Vesely-Flad co-founded and directs the InsideOut program at Warren Wilson. She started her teaching career at Sing Sing Correctional Facility in New York 14 years ago. “It was this really extraordinary experience of working with hungry, hungry, hungry students,” she said.
When she started teaching at Warren Wilson, with its integrative learning and strong community engagement commitment, she knew she wanted to start a prison partnership, one that did not simply bring college to the prison—it brought other college students, too.
Because the courses are designed to keep the inside and outside students on even footing, Warren Wilson students are restricted to the same technologies that the inmates are allowed. “Group projects were hard,” Art major Morgan Landis ’20 admitted. “The inmates couldn’t use email or phones. If we had to work together, we couldn’t share information except on paper. Communication and collaboration were very difficult.”
The College brings other student services into the prison as well. Inmates are given writing studio time and academic support. Professors hold office hours in the prison. “Students from the prison really wanted access to me for individual time to consider what they could do with a social work education and career,” Lawrence said.
Everything must be approved all the way up to the state level, from allowing male-identified students into the women’s prison to lowering the participation age limit from 21 to 19. Dr. Julie Wilson directs the writing studios at both Warren Wilson and in the prison. She is working to bring limited internet access, such as library databases, to the inmates so that they can do research for papers. “We’ve opened this door,” Wilson said. “Now I feel a responsibility to walk through and see, ‘Okay, what’s next?’”

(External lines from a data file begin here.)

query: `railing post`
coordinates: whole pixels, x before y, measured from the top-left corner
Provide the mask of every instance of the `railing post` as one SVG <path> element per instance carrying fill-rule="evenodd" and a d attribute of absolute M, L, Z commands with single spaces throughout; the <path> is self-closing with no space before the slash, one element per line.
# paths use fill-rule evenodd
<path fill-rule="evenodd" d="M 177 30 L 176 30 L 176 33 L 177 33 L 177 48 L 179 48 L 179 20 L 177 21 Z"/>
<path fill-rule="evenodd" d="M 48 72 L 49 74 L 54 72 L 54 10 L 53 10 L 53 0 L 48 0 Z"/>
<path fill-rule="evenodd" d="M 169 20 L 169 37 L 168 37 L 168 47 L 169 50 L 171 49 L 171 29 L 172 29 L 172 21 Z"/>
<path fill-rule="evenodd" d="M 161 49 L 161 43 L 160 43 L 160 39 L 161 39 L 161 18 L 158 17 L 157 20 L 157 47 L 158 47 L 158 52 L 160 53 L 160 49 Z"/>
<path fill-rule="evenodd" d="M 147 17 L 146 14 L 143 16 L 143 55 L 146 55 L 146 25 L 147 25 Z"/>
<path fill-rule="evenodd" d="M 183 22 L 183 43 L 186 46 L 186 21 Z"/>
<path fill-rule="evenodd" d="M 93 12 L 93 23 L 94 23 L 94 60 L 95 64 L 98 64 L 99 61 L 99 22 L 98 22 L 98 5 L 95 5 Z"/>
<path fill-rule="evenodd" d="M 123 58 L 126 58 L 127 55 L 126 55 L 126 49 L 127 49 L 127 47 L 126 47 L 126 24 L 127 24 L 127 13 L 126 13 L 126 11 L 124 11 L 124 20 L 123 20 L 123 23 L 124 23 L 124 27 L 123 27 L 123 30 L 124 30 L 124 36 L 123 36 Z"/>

One inside student said that she had taken college courses in prison before, but in those earlier experiences, all of the students were prisoners. Inside-Out has been a strikingly different experience that made her feel like a real college student, equal. She stressed the word “real,” repeated it, and enthused that the experience has changed her life—she now has a goal to work toward.
Thank you to the Swannanoa Correctional Center for Women for allowing a camera in the prison classroom. The warden asked us not to name or directly quote the inside students, so names have been omitted or changed, and quotes are paraphrased. The Inside-Out program at Warren Wilson would not have been possible without funding from the Laughing Gull Foundation and a Davidson Grant.